Aslında düşünme çabasının, sizden benden önce CHP’ye düştüğüne de kuşku yok. Gerçi onlar eksiklik ve yanlışlarını görmek istemedikleri gibi, bunlardan söz edilmesinden de hoşlanmıyorlar. “AKP’nin yaptıkları ortadayken, onların eleştirilesinin zamanı mı”ymış diye söylendiklerini duyuyoruz çok zaman!… İyi de, bu gidişatın durdurulmasını buna sebep olan AKP’den mi bekleyeceğiz de, onu konuşalım!…

Aslında bu ilgi, eleştiri ve tartışmadan memnun olmaları gerekir. Çünkü bu ilgi ve eleştiriler hala CHP’yle ilgili bir umut ve beklenti olduğunu gösteriyor. Ancak, bu umut ve beklentileri ciddiye alıp gerçekten değişme yoluna girmezlerse bu milletin bir gün onlara “Ne halleri varsa, görsünler” demesi de mümkün.

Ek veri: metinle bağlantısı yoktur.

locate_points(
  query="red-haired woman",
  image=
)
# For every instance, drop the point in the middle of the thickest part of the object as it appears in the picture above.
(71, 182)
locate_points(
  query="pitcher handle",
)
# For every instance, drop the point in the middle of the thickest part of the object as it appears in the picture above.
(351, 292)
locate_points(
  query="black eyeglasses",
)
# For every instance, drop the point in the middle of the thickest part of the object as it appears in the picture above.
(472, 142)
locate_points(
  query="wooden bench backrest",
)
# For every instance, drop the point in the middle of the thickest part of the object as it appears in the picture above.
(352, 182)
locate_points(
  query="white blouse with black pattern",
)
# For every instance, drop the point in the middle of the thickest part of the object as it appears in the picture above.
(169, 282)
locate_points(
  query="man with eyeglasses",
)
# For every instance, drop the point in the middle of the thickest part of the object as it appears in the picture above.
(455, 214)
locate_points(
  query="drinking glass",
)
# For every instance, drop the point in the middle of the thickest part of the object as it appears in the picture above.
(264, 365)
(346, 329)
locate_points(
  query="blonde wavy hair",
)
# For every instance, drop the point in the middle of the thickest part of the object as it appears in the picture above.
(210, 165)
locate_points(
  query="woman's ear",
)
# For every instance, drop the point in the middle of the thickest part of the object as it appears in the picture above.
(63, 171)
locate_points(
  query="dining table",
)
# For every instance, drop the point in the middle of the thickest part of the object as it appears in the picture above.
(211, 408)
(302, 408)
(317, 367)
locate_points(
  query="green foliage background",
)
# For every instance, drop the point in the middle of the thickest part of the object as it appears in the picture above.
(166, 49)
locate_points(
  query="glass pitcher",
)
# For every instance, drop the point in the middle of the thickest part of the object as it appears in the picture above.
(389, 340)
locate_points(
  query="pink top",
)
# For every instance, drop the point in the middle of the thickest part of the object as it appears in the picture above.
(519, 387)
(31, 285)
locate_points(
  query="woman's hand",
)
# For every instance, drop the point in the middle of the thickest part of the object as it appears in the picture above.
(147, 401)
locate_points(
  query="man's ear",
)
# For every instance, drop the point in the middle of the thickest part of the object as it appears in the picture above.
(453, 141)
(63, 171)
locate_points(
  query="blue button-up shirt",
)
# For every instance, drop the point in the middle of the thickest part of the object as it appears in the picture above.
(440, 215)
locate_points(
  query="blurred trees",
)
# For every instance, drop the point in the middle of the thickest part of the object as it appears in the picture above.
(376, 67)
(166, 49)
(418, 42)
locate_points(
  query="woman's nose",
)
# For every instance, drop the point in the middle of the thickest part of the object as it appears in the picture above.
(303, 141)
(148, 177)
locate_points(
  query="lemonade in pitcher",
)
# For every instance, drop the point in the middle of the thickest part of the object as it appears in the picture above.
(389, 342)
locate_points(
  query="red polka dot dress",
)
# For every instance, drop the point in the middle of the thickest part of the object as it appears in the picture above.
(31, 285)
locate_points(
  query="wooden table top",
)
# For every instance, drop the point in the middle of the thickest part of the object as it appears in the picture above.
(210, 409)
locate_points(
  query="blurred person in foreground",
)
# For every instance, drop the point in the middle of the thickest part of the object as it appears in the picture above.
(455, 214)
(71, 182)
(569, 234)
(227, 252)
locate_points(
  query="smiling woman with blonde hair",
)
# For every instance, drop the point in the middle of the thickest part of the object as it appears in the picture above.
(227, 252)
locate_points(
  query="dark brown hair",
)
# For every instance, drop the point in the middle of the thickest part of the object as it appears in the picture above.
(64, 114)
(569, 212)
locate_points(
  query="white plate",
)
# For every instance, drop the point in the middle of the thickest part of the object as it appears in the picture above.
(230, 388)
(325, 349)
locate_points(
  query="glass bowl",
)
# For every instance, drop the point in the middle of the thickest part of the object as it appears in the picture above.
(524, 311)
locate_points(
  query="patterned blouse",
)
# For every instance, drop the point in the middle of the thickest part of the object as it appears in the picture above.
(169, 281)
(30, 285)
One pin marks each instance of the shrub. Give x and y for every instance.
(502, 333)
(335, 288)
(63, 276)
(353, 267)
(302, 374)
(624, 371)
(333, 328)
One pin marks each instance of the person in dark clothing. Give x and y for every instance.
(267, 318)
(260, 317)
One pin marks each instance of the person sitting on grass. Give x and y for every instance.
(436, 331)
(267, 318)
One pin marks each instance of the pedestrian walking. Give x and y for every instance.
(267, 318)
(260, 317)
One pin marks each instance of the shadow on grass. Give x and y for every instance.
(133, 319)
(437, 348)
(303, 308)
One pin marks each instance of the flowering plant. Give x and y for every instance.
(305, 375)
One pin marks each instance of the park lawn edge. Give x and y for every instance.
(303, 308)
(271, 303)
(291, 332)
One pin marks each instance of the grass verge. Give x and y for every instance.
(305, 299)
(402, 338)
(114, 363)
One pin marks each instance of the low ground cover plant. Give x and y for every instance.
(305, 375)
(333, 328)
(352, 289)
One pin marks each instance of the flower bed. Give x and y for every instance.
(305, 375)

O nedenle bir kez daha yinelemekte yarar var; CHP’ye az ya da çok umut bağlayanları ilgilendiren mesele CHP’nin yönetiminde kimler olacağından önce ‘nasıl güçlü bir iktidar alternatifi’ olunacağıyla ilgili.

Bu konunun çok yönlü bir tartışma gerektirdiğine kuşku yok. Başka bir yazıda yapılabilir. Burada gündeme uyarak yerel seçimleri ve yerel seçimlerde başarı bu kadar önemliyken aday belirlenmesindeki yanlışlara bir parça değinmek istiyorum. Adaylara ilişkin ortaya çıkan kuşkular önemli kuşkusuz. Bu başarıda adayların kimler olduğunun epeyce belirleyici olduğu da biliniyor. CHP’nin aday seçimleri bu yönde mi; yoksa?!

Adaylarla ilgili olarak örgütte bazı rahatsızlıklar gündeme geliyor ama daha önemlisi seçimlerdeki sonucun ne olacağı!… Örneğin gösterilen adaylar ne ölçüde yörenin ihtiyacı ve isteği doğrultusunda belirlendi, ne ölçüde tepe yönetimin isteği öne çıktı?

Yani İzmir’de Tunç Soyer’in aday gösterilmemesi, Karşıyaka Belediye Başkanı Cemil Tugay’ın Cengiz Holding’le ilişkisi, Hacer Foggo’nın aday olamaması, Çeşme’de Lal Denizli’nin beklenmedik adaylığı gibi parti içinde tartışılan epeyce konu var ama bir de seçimleri düşünmek lazım.

Örneğin sormak gerek: CHP, hala, “Bize oy vermekten başka alternatifleri yok” demenin rehavetinde mi, yoksa beldelerin ihtiyacına umut olacak aday arayışında mı?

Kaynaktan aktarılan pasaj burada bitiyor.